Assumption of the Blessed Virgin

Attributed to Bartolome Esteban Murillo

109" x 76" Circa 1640

Bartolome Esteban Murillo (1618 - 1682) was the first Spanish painter to be recognized and acclaimed throughout all of Europe. His work, consisting largely of portraits and religious themes, is notable for its dramatic use of light and shadows. One striking Murillo characteristic is the illuminated mist, in which angels and cherubs can be seen surrounding the central figure. His later years, especially, were devoted to religious compositions depicting the peaceful, even joyous aspects of spiritual life.

Finally the Immaculate Virgin, preserved free from all stain of original sin, was taken up body and soul into heavenly glory, when her earthly life was over, and exalted by the Lord as Queen over all things, that she might be the more fully conformed to her Son, the Lord of lords and conqueror of sin and death - - statement taken from the Second Vatican Council, (LG, n. 59). 

Provenance:

Marist tradition, supported by recent scholarship, date this painting of The Assumption of the Blessed Virgin as stylistically within the 17th century Spanish School period- - perhaps even from the Seville Academy which Murillo helped found in 1660. And it is widely thought that the artist himself cooperated in the finished work.

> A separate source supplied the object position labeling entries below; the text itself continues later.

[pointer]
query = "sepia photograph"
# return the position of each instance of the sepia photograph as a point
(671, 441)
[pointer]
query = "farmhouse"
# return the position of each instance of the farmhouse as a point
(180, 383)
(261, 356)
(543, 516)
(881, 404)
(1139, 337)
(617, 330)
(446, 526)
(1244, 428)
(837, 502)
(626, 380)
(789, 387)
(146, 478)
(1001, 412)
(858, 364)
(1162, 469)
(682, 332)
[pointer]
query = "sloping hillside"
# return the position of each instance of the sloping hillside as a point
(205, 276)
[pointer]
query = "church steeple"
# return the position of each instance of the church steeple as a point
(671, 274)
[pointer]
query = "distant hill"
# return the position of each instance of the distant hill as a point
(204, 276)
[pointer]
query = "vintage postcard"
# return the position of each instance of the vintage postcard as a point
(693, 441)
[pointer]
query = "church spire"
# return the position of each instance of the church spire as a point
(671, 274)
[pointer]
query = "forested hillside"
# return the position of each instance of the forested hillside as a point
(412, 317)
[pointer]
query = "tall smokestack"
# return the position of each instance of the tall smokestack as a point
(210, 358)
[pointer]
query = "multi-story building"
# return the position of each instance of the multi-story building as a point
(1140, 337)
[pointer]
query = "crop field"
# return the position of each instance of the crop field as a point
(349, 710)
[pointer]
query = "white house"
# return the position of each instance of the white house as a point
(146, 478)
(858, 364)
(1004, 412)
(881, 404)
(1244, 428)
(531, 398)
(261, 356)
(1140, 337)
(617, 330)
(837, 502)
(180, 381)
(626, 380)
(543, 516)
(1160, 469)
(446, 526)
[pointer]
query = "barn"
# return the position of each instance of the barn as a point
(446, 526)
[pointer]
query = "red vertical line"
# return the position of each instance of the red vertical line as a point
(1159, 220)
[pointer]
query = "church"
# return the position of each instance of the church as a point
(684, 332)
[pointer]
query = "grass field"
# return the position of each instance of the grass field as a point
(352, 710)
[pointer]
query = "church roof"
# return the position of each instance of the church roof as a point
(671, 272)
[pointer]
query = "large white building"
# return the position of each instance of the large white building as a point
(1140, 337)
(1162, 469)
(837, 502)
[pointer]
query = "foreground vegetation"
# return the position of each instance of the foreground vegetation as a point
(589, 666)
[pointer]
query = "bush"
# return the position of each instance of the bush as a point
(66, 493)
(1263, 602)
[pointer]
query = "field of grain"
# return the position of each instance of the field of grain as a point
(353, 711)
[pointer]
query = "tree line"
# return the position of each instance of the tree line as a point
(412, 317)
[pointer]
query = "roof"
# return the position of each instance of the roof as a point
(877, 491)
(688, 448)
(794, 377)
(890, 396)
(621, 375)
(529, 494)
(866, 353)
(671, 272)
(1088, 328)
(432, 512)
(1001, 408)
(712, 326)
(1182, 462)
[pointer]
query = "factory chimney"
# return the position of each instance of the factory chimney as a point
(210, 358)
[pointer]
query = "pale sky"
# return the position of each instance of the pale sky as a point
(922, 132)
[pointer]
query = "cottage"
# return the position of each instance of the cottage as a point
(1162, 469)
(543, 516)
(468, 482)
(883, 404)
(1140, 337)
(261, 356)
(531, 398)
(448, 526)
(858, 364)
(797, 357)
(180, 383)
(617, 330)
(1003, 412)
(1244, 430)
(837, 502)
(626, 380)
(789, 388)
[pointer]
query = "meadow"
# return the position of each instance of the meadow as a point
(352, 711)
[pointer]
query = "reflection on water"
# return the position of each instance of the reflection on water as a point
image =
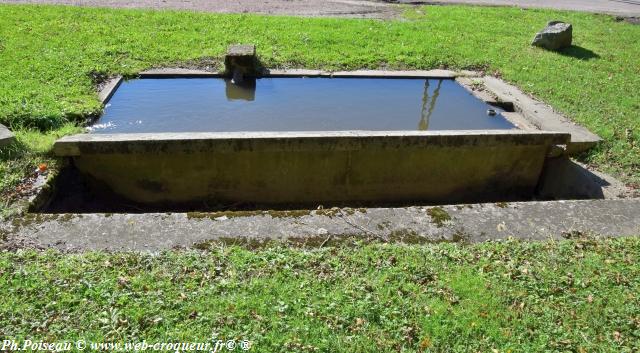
(243, 90)
(425, 115)
(294, 104)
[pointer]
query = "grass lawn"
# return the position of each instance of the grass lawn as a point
(571, 296)
(51, 58)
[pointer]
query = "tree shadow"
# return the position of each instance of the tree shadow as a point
(579, 52)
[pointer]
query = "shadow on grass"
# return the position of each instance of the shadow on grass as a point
(579, 52)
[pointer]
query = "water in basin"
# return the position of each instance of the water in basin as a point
(294, 104)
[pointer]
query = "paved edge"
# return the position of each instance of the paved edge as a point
(533, 221)
(530, 114)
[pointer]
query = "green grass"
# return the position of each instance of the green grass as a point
(571, 296)
(52, 57)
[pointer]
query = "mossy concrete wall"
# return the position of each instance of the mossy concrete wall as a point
(314, 168)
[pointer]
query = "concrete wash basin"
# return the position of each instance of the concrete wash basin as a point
(367, 161)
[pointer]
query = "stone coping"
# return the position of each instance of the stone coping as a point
(79, 144)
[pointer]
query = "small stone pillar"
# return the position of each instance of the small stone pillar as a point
(6, 137)
(241, 62)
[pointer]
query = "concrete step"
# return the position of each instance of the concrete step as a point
(454, 223)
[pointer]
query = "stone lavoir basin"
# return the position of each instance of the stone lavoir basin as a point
(296, 140)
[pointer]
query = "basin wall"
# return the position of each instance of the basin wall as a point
(314, 168)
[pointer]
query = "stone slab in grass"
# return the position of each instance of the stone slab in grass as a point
(6, 136)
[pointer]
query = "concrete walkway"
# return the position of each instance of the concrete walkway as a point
(457, 223)
(627, 8)
(345, 8)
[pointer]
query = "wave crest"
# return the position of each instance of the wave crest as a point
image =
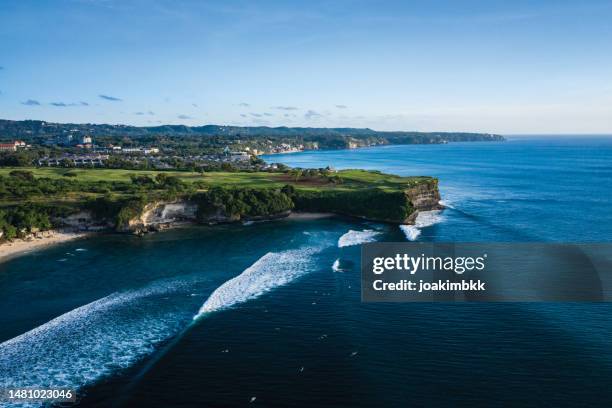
(424, 219)
(272, 270)
(353, 237)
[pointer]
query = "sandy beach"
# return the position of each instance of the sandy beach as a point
(20, 247)
(309, 216)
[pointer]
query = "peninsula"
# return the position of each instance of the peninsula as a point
(35, 200)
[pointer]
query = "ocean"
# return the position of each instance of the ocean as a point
(269, 314)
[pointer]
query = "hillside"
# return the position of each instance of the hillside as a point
(34, 131)
(35, 199)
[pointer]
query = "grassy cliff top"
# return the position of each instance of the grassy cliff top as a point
(350, 179)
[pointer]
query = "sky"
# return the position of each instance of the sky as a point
(506, 67)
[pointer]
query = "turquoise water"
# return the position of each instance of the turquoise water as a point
(277, 325)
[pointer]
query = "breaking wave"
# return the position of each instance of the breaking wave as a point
(272, 270)
(92, 341)
(357, 237)
(424, 219)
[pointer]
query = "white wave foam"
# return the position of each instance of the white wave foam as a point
(411, 232)
(357, 237)
(90, 342)
(424, 219)
(272, 270)
(446, 203)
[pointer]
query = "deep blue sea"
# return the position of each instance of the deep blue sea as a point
(269, 314)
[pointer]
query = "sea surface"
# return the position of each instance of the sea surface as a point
(269, 314)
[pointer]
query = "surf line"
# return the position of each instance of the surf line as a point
(260, 278)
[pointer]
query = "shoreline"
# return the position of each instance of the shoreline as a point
(309, 215)
(18, 247)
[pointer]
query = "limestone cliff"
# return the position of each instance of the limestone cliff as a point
(162, 214)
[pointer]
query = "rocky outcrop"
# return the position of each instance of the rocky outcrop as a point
(423, 197)
(81, 221)
(161, 215)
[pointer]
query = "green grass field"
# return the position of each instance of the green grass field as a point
(351, 179)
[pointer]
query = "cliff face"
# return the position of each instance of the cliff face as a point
(422, 197)
(160, 215)
(397, 207)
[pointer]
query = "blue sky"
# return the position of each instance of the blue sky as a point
(493, 66)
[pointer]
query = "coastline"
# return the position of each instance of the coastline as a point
(309, 215)
(18, 247)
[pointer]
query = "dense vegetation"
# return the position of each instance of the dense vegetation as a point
(35, 199)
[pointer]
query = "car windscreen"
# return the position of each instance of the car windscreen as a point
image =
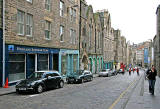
(36, 75)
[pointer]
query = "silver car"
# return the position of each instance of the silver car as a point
(105, 72)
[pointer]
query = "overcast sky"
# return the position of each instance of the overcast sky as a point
(135, 18)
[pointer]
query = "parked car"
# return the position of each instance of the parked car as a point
(40, 81)
(121, 71)
(105, 72)
(79, 76)
(114, 72)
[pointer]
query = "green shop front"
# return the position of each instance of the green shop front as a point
(69, 61)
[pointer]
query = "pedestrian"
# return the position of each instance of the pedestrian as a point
(129, 71)
(137, 71)
(133, 70)
(151, 75)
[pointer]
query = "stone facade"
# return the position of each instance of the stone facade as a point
(108, 45)
(59, 20)
(90, 39)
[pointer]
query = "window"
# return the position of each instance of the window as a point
(61, 8)
(61, 33)
(90, 35)
(16, 67)
(72, 36)
(72, 14)
(20, 21)
(42, 62)
(47, 29)
(29, 24)
(48, 5)
(29, 1)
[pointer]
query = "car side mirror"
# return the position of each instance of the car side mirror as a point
(49, 77)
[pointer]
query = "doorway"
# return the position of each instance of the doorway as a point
(30, 64)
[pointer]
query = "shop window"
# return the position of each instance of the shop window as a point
(64, 64)
(43, 62)
(16, 67)
(75, 62)
(20, 22)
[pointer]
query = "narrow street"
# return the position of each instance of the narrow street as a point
(102, 93)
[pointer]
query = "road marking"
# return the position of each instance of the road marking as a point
(30, 96)
(122, 94)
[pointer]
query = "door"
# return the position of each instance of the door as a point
(30, 64)
(55, 62)
(70, 65)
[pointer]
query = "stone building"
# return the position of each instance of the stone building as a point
(1, 41)
(118, 51)
(41, 35)
(98, 41)
(108, 38)
(90, 39)
(156, 42)
(124, 50)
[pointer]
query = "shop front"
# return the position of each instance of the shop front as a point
(96, 64)
(22, 61)
(1, 56)
(69, 61)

Brought to the United States by members of the Marist Order during the late 19th century, a time when religious orders were undergoing persecutions in France, the painting was given a prominent place in the chapel of Jefferson College, Louisiana. It remained there through 1929, when the Marist relinquished control of the college. Transferred to the Marist Seminary in Washington, D.C., the Murillo was hung first in a private oratory, then enshrined above the seminary chapel's altar.

Looking to make this now celebrated, three centuries-old representation of the Assumption available to still greater audiences from across the United States and beyond, the Marist Administration of Washington Province has presented the painting, on permanent loan, to Mary, Queen of the Universe Shrine.